/raydp

RayDP: Distributed data processing library that provides simple APIs for running Spark on Ray and integrating Spark with distributed deep learning and machine learning frameworks.

Primary LanguagePythonApache License 2.0Apache-2.0

RayDP

RayDP is a distributed data processing library that provides simple APIs for running Spark on Ray and integrating Spark with distributed deep learning and machine learning frameworks. RayDP makes it simple to build distributed end-to-end data analytics and AI pipeline. Instead of using lots of glue code or an orchestration framework to stitch multiple distributed programs, RayDP allows you to write Spark, PyTorch, Tensorflow, XGBoost code in a single python program with increased productivity and performance. You can build an end-to-end pipeline on a single Ray cluster by using Spark for data preprocessing, RaySGD or Horovod for distributed deep learning, RayTune for hyperparameter tuning and RayServe for model serving.

Installation

You can install latest RayDP using pip. RayDP requires Ray and PySpark. Please also make sure java is installed and JAVA_HOME is set properly.

pip install raydp

Or you can install RayDP nightly build:

pip install raydp-nightly

If you'd like to build and install the latest master, use the following command:

./build.sh
pip install dist/raydp*.whl

Spark on Ray

RayDP provides an API for starting a Spark job on Ray without a need to setup a Spark cluster separately. RayDP supports Ray as a Spark resource manager and runs Spark executors in Ray actors. To create a Spark session, call the raydp.init_spark API. For example:

import ray
import raydp

# connect to ray cluster
ray.init(address='auto')

# create a Spark cluster with specified resource requirements
spark = raydp.init_spark(app_name='RayDP Example',
                         num_executors=2,
                         executor_cores=2,
                         executor_memory='4GB')

# normal data processesing with Spark
df = spark.createDataFrame([('look',), ('spark',), ('tutorial',), ('spark',), ('look', ), ('python', )], ['word'])
df.show()
word_count = df.groupBy('word').count()
word_count.show()

# stop the spark cluster
raydp.stop_spark()

Spark features such as dynamic resource allocation, spark-submit script, etc are also supported.
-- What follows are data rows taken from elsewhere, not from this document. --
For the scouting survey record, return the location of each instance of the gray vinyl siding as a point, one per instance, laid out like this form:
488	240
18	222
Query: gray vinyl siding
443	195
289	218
Please refer to Spark on Ray for more details.

Ray Client

RayDP works the same way when using ray client. However, spark driver would be on the local machine. This is convenient if you want to do some experiment in an interactive environment. If this is not desired, e.g. due to performance, you can define an ray actor, which calls init_spark and performs all the calculation in its method. This way, spark driver will be in the ray cluster, and is rather similar to spark cluster deploy mode.

Pandas on Spark

PySpark 3.2.0 provides Pandas API on Spark(originally Koalas). Users familiar with Pandas can use it to scale current pandas workloads on RayDP.

import ray
import raydp
import pyspark.pandas as ps

# connect to ray cluster
ray.init(address='auto')

# create a Spark cluster with specified resource requirements
spark = raydp.init_spark(app_name='RayDP Example',
                         num_executors=2,
                         executor_cores=2,
                         executor_memory='4GB')
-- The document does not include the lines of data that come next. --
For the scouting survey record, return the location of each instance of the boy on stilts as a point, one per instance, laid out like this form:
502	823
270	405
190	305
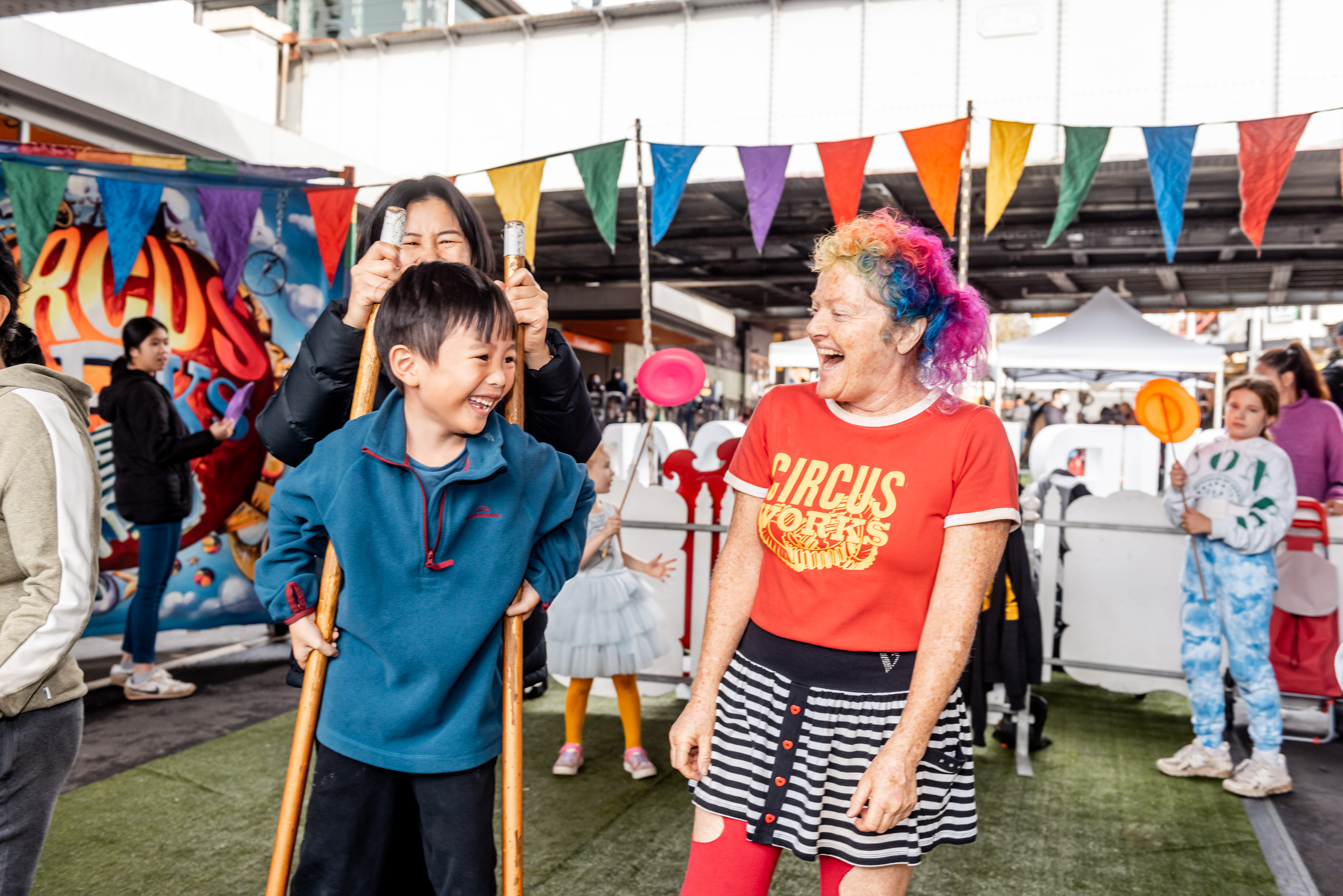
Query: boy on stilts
438	510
# Use pandas on spark to create a dataframe and aggregate
psdf = ps.range(100)
print(psdf.count())

# stop the spark cluster
raydp.stop_spark()

Machine Learning and Deep Learning With a Spark DataFrame

RayDP provides APIs for converting a Spark DataFrame to a Ray Dataset or Ray MLDataset which can be consumed by XGBoost, RaySGD or Horovod on Ray. RayDP also provides high level scikit-learn style Estimator APIs for distributed training with PyTorch or Tensorflow.
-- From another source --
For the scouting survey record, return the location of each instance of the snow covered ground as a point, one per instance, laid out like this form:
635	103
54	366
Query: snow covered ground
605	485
Spark DataFrame <=> Ray Dataset

import ray
import raydp

ray.init()
spark = raydp.init_spark(app_name="RayDP Example",
                         num_executors=2,
                         executor_cores=2,
                         executor_memory="4GB")

# Spark Dataframe to Ray Dataset
df1 = spark.range(0, 1000)
ds1 = ray.data.from_spark(df1)

# Ray Dataset to Spark Dataframe
ds2 = ray.data.from_items([{"id": i} for i in range(1000)])
df2 = ds2.to_spark(spark)

Please refer to Spark+XGBoost on Ray for a full example.

Spark DataFrame => Ray MLDataset

RayDP provides an API for creating a Ray MLDataset from a Spark dataframe. MLDataset can be converted to a PyTorch or Tensorflow dataset for distributed training with Horovod on Ray or RaySGD. MLDataset is also supported by XGBoost on Ray as a data source.

import ray
import raydp
from raydp.spark import RayMLDataset

ray.init()
spark = raydp.init_spark(app_name="RayDP Example",
                         num_executors=2,
                         executor_cores=2,
                         executor_memory="4GB")

df = spark.range(0, 1000)
ds = RayMLDataset.from_spark(df, num_shards=10)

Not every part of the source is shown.